Making your own quit-smoking calendar is quite easy.
- First, regardless of what method or cessation product you decide to use to help quit smoking, decide on your start date. This is the date when you promise yourself to start the active process of giving up smoking. Circle the date on your calendar and enter it in your phone or PC as an alert.
- Next, calculate your tentative quit zone. This is the timing – can be a day or week – during which you will make the decision to completely give up smoking. It is based on the duration of the approach you’re using. (For nicotine patches, this may be 8-10 weeks after your start date; for nicotine gum, this may be 10-12 weeks after your start date; for Rien Pipe, this may be 4-6 weeks after your start week.) Highlight your target quit zone in your scheduler.
- Finally, after you have become an ex-smoker, write down your quit date in your scheduler. Each year, celebrate your quit date as though it is your birthday – your new lease on life. Also celebrate different milestones: the first week after quitting; your first month after quitting; first 50 days; second month and third month. And what you feel are important milestones as well.
What to do when you decide to stop smoking
Now that you have a reasonably good idea of how long it will take you to finally quit smoking, it’s important to get into the mindset of quitting and to make certain changes around you. It is vital to change the environment around you in advance. Just by changing the environment around you, your chances of successfully quitting smoking may be greatly improved.
Discard cigarettes, lighters, ashtray
In preparing yourself for your quit date, throw out all of your smoking paraphernalia – lighters, ashtrays, rolling papers. Also soak your cigarettes in water before throwing them out as well, so as to avoid any temptation. No going back now: forcibly pursue myself in an environment in which you will not be able to smoke.
Remove traces of smoking
It may sound strange, but deodorizing your home and belongings to get rid of smoke smells may help make it easier to stay quit. Consider having your car detailed, steam-cleaning your home and having all of your clothes drycleaned to remove smoke odor.
Avoid places where you can smoke
If there are others smoking cigarettes around you, there is a possibility that your determination to quit and stay quit will be shaken. You may cave in to temptation and have “just one” cigarette. In that case, we recommend that you do not approach smoking areas.
Decide on alternative actions
Planning is an important way toward prevention. By being realistic with your own circumstances and knowing that the temptation to smoke might be high, you can increase your chances of preventing yourself from smoking.

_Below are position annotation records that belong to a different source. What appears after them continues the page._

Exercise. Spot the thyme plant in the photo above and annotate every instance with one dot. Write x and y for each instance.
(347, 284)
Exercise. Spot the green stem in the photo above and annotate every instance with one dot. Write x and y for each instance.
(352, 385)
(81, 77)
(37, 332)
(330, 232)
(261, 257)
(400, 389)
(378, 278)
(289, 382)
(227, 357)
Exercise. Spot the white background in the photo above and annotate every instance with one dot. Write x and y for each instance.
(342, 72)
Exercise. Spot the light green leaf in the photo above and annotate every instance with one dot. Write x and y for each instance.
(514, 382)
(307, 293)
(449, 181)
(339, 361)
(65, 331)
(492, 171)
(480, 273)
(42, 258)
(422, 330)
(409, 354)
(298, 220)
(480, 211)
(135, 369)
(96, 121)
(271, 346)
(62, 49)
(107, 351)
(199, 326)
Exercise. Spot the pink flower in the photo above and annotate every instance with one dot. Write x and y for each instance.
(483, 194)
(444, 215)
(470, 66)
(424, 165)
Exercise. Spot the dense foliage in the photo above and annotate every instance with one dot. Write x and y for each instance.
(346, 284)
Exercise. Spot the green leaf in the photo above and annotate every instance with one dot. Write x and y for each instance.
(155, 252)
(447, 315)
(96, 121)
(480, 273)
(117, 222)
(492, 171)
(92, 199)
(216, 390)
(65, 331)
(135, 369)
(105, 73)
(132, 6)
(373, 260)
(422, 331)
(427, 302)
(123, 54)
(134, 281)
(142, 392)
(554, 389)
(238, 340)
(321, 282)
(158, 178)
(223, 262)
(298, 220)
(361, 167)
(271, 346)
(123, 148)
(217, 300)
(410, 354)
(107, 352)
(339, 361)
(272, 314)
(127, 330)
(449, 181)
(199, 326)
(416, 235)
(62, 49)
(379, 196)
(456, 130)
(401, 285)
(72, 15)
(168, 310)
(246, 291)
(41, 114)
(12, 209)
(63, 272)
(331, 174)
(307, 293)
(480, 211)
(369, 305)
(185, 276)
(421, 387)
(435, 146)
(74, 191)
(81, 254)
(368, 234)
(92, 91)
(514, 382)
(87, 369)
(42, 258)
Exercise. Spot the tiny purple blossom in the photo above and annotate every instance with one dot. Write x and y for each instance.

Decide on alternative actions to take when you might be driven by the urge to smoke a cigarette by using the following format: “if I (face this situation)/then (I’ll do X)”. Having a specific action in mind when encountering a predictable situation can do wonders. And doing this can be as involved as you wish to make it. Take the following for example: “If I happen to want a smoke in the morning, I’ll first take a deep breath and hold it, relax, and repeat.” (It is said that breathing deeply has a relaxing effect.)
Continue by reviewing your day and considering different points when you might encounter smoking or the temptation to smoke, and consider an alternative action for each situation.

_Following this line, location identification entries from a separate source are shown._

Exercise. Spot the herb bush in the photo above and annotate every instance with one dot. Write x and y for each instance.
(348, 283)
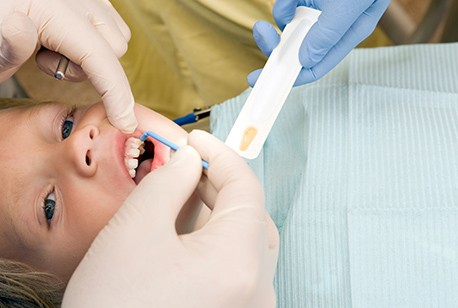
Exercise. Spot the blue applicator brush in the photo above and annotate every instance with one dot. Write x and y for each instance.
(171, 145)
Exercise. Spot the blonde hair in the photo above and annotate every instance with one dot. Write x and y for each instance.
(22, 286)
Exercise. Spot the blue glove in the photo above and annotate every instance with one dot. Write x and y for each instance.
(342, 25)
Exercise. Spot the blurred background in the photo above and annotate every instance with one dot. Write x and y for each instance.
(405, 22)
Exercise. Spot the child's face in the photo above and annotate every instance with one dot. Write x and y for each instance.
(63, 178)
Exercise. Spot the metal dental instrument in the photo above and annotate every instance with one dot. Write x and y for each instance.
(61, 68)
(193, 117)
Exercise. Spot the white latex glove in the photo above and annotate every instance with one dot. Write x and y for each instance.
(138, 260)
(88, 32)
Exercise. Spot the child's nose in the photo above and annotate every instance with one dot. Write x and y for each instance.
(79, 147)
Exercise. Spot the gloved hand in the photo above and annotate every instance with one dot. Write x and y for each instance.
(139, 260)
(342, 25)
(88, 32)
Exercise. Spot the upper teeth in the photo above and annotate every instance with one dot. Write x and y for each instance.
(133, 149)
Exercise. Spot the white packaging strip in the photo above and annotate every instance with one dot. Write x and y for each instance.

Encountering stress can be a heavy burden especially for smokers who are in the process of quitting smoking. Try not to let stress get in the way of your goal of becoming a non-smoker. To alleviate stress to the extent possible, we recommend that you consider your approach to quitting. This can involve preparing some kind of smoking cessation aid, creating an environment conducive to non-smoking, and a post-quit action plan.